Enemy inside

Perhaps it is too late to bring back large-scale microchip manufacturing to the United States, but we see another industry emerging to compensate for the chip manufacturing migration to the east. Background: As is the case with other industries, microchip manufacturing is moving from industrialized countries to countries where labor is cheaper. In the United States, for example, most chip work now involves only design and architecture. The result is that the Pentagon and other U.S. security and intelligence agencies are buying microchips produced in other countries, especially in east Asia (or, rather, these agencies buy advanced weapon systems, computers, servers, and hand-helds here, but the chips in this gear are manufactured abroad).

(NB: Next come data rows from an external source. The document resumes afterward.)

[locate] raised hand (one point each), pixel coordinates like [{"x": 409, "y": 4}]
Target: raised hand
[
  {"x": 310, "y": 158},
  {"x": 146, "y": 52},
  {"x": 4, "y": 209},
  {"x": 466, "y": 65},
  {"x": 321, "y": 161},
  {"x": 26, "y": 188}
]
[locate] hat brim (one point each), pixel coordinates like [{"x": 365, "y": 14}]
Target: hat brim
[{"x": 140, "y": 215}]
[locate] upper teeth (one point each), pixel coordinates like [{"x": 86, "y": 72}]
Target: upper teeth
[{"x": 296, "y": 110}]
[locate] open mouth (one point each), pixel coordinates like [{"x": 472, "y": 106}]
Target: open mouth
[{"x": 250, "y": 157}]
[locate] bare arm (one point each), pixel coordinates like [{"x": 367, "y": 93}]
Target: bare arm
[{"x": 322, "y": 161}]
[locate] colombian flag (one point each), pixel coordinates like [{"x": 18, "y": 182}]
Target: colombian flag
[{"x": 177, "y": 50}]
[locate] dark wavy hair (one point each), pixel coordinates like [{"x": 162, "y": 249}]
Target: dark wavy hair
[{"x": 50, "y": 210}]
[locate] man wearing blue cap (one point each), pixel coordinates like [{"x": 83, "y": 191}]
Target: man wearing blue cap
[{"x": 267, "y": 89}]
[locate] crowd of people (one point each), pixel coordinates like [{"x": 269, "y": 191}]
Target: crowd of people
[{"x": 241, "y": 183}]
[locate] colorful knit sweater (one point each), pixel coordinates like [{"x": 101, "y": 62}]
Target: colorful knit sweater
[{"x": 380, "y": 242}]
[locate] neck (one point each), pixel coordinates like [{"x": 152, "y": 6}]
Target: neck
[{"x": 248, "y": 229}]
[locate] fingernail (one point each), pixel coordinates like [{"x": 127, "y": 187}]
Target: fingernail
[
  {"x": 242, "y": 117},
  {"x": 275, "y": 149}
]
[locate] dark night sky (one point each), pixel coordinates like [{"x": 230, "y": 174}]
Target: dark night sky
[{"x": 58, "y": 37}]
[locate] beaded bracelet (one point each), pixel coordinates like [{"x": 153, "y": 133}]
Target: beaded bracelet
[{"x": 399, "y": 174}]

The Pentagon’s Defense Science Board is worried: Imagine a hostile country or organization secretly tampering with microchips at the factory — microchips which are then incorporated into sophisticated weapons systems such as GPS-guided smart bombs.

The Science Board fears hostile entities may tamper with chips by installing back-door vulnerabilities such as hard-wired computer viruses, or by altering either the chemistry of the chip or the width of gaps between nanoscale wires to make chips burn out sooner than they should. Such tampering would be undetectable. The Board warns: “Neither extensive electrical testing nor reverse engineering is capable of reliably detecting compromised microelectronics components.”

The envisioned solution: DARPA, the Pentagon’s research arm, has begun discussing with U.S. universities and electronics companies the best ways for DoD to examine the reliability of imported chips. The drive for reliability checking has a name — Trust for integrated circuits — and its goal is to develop methods and systems to make microchip malware detectable. DARPA says one promising path would be self-repairing microchips which would switch back to a pre-tamper condition if they were interfered with.